We thank the reviewer from bringing up this point. The “cloud” showed in the picture is likely to be artefacts caused by the staining with uranyl acetate. As a pre-caution method, residual levels of TNFα and IFNγ were measured (Figure 1H). Nanoparticle tracking analysis images have been added to figure 1D as requested.
Regarding the EV protein characterization by western blot, MISEV guidelines from 2018 (PMID: 30637094) recommended to use at least three EV markers. Therefore, we think the three markers used in this work are appropriate for the characterization of sEVs.
- What is going on with the addition of exogeneous mi-155p ?
Investigating the exogenous effect of miRNA-155 is technically challenging. The most accurate approach would be to generate a stable transfected brain endothelial cell line where miRNA-155 had been silenced. However, this experiment was beyond the possibilities of the project. As explained in the discussion section, based on the literature and what it is known of miRNA-155 in BBB function, it is likely that sEV-mediated miRNA-155 increase will impact on T cell adhesion to brain endothelial cells. Future experiments will evaluate the precise mechanism by which this miRNA-155-5p-enriched sEVs subpopulation mediates T cell adhesion and how blocking of miRNA-155-5p may affect the observed effects.
- Did the authors have some data from T-cell transmigration after cytokines-sEVs treatment ?
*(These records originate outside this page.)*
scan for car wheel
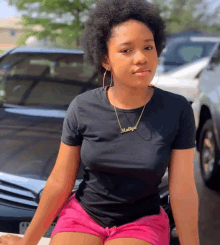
[199,119,220,189]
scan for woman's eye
[145,46,153,50]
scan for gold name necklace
[114,104,146,134]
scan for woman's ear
[102,55,111,71]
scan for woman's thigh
[104,238,153,245]
[49,232,103,245]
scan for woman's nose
[134,51,147,64]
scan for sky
[0,0,220,18]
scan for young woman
[0,0,199,245]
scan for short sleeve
[172,99,196,149]
[61,97,82,146]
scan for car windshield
[0,53,97,108]
[162,40,216,68]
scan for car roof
[9,47,84,54]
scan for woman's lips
[135,71,149,76]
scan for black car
[0,47,174,240]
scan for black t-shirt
[61,86,195,228]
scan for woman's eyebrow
[119,39,154,46]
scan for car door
[0,52,99,184]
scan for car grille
[0,180,38,210]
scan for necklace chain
[114,104,146,134]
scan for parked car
[152,36,220,103]
[192,43,220,190]
[0,47,175,240]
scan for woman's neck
[106,86,154,110]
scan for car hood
[0,104,83,181]
[0,172,82,209]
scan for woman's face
[102,20,158,88]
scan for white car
[151,36,220,103]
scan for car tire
[199,119,220,190]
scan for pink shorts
[51,194,170,245]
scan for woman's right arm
[22,142,81,245]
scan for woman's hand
[0,234,22,245]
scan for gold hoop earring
[103,70,107,90]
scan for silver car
[192,40,220,190]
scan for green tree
[153,0,220,34]
[7,0,98,47]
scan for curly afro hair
[81,0,166,73]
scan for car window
[207,44,220,70]
[163,40,215,65]
[177,45,203,62]
[0,53,98,106]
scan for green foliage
[5,0,220,48]
[153,0,220,34]
[9,0,98,47]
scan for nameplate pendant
[121,126,137,134]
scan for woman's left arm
[168,148,200,245]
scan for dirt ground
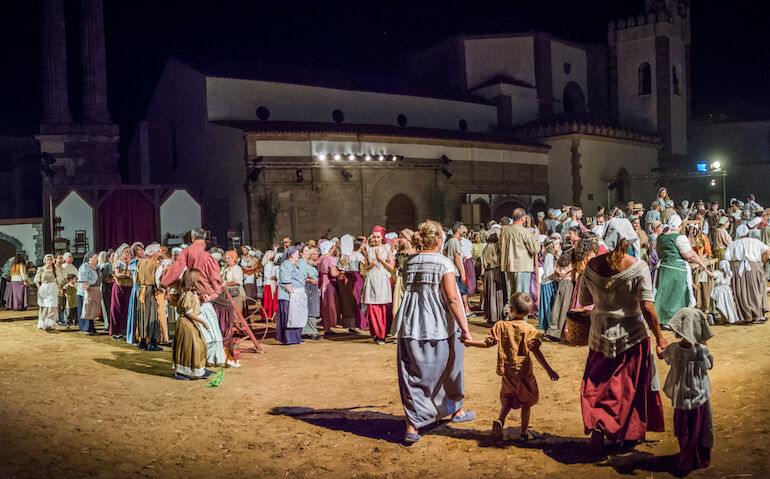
[0,304,770,479]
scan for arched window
[562,81,586,113]
[639,62,652,95]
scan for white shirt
[663,343,714,411]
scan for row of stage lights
[317,153,404,161]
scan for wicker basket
[567,309,591,346]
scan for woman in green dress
[655,215,714,325]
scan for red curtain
[99,190,157,250]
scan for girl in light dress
[711,259,740,324]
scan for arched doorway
[385,194,417,232]
[474,199,492,225]
[493,200,524,221]
[562,81,586,113]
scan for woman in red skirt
[579,218,668,449]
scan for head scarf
[667,215,682,230]
[318,240,334,255]
[604,218,640,258]
[668,308,714,345]
[340,235,353,256]
[144,243,160,256]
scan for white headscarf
[604,218,641,258]
[666,215,682,230]
[318,240,334,256]
[340,235,353,256]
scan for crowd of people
[2,188,770,470]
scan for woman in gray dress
[391,220,476,443]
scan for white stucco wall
[551,40,588,114]
[206,78,497,132]
[0,223,43,265]
[465,35,535,90]
[617,37,658,133]
[55,191,94,255]
[580,137,658,214]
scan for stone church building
[129,1,690,243]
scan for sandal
[452,411,476,422]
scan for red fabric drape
[99,190,157,250]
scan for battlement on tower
[607,11,690,45]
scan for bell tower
[608,0,691,166]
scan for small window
[257,106,270,121]
[671,66,682,95]
[639,62,652,95]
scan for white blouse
[663,343,714,410]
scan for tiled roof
[176,57,492,105]
[213,120,549,149]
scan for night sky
[0,0,770,140]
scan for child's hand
[655,345,663,359]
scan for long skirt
[5,281,28,309]
[655,263,690,324]
[366,303,393,339]
[171,316,206,379]
[580,338,663,443]
[102,281,115,330]
[730,261,770,323]
[537,281,559,331]
[110,282,133,336]
[275,299,302,344]
[337,271,367,329]
[484,268,505,323]
[37,283,59,331]
[262,284,278,318]
[79,286,102,333]
[674,401,714,472]
[305,283,321,318]
[545,278,575,339]
[400,332,465,428]
[155,290,169,343]
[198,303,225,366]
[463,258,476,297]
[211,290,241,361]
[134,285,160,341]
[126,284,139,344]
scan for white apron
[37,283,59,308]
[286,288,307,328]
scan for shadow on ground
[94,343,172,377]
[270,406,677,475]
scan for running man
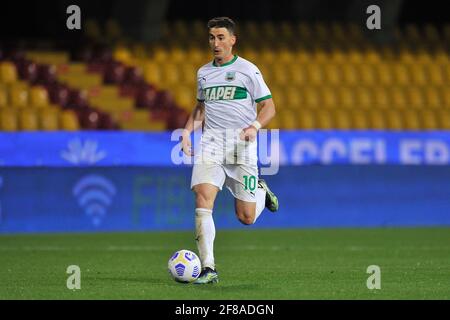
[182,17,278,284]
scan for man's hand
[239,126,258,141]
[181,133,194,157]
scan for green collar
[213,54,238,67]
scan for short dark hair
[208,17,236,34]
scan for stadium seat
[59,110,80,131]
[351,110,369,130]
[369,110,387,130]
[29,86,49,108]
[280,109,298,130]
[386,110,404,130]
[39,108,60,131]
[406,87,426,109]
[9,85,29,108]
[19,108,39,131]
[403,110,421,130]
[420,110,439,130]
[321,86,339,109]
[324,64,342,86]
[0,108,19,131]
[333,109,352,130]
[297,109,317,130]
[316,110,333,130]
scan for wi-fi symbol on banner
[73,174,116,226]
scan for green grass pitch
[0,228,450,300]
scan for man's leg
[194,183,219,269]
[193,183,219,284]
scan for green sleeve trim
[255,94,272,103]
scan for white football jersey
[197,55,272,164]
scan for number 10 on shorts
[244,176,256,191]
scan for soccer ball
[168,250,202,283]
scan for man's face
[209,28,236,59]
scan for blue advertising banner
[0,130,450,167]
[0,165,450,233]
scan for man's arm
[241,98,276,141]
[255,98,277,129]
[181,101,205,156]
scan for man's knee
[236,210,255,226]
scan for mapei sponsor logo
[205,86,247,101]
[61,139,106,164]
[73,174,116,227]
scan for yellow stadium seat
[280,21,294,40]
[338,87,356,109]
[352,110,369,130]
[411,64,427,86]
[420,110,439,130]
[377,63,394,86]
[298,109,317,130]
[179,63,197,85]
[403,110,421,130]
[320,86,339,109]
[271,65,289,86]
[348,50,364,64]
[324,64,342,85]
[0,86,8,108]
[316,110,333,130]
[59,110,80,131]
[358,64,377,86]
[144,62,162,85]
[153,46,169,63]
[306,63,324,85]
[9,86,28,108]
[287,65,307,86]
[393,64,410,86]
[0,62,18,84]
[355,87,375,110]
[39,108,59,131]
[280,109,297,129]
[369,110,387,130]
[0,108,19,131]
[333,109,352,130]
[277,47,296,67]
[373,87,391,109]
[387,110,404,130]
[390,87,408,109]
[261,49,277,66]
[163,63,180,87]
[342,64,359,86]
[438,110,450,130]
[406,87,426,109]
[301,87,320,109]
[29,86,49,108]
[425,87,443,109]
[174,86,196,111]
[441,89,450,109]
[270,85,287,108]
[285,87,302,109]
[19,108,39,131]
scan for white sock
[195,208,216,269]
[253,188,266,223]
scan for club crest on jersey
[225,71,236,81]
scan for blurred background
[0,0,450,233]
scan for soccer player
[181,17,278,284]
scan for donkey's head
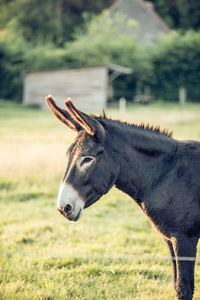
[46,96,116,221]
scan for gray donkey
[46,96,200,300]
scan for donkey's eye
[80,156,94,166]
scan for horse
[46,95,200,300]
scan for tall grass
[0,101,200,300]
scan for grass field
[0,101,200,300]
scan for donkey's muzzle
[58,204,82,221]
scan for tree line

Understanding the role of sEVs would be very interesting and informative for the characterization of sEVs at the BBB. However, no migration data was generated for this project.
Reviewer 2 Report
The authors investigated the role of brain endothelial-derived sEVs in cerebrovascular dysfunction during inflammation and indicate a new communication mechanism between endothelial cells in neuroinflammatory diseases. This mechanism is based on the involvement of the proinflammatory modulator miRNA-155-5p and the adhesion molecules ICAM1 and VCAM1. The work is complete and well-structured and the results well described. The discussion is clear and sufficiently supported by the literature. Figure 7 well summarizes the proposed mechanism. The evaluations and data reported by the authors are interesting and stimulating for subsequent studies. I think that the studies aimed at a better understanding of the mechanisms involved in the development of neurological diseases have an important scientific significance given the high worldwide incidence rate of these diseases. Therefore, I believe that the mechanism identified in this study can make a significant contribution in the search for an effective therapy.
Minor review:
Abbreviations such as BBB, EVs, and BEC already present in the abstract should be reported as such in the following sections without further repetition.
page 13 line 387: replace miRNA-126-5p with miRNA-126-3p shown in Figure 6A.
Different abbreviation of occludin in the text and in figure 6B.
Author Response
We thank the reviewer for the feedback provided. We can confirm that minor comments have been amended in the main text
Round 2
Reviewer 1 Report
I would like to thank the authors to have answered all my questions and done all the modifications required to make this paper acceptable for publication.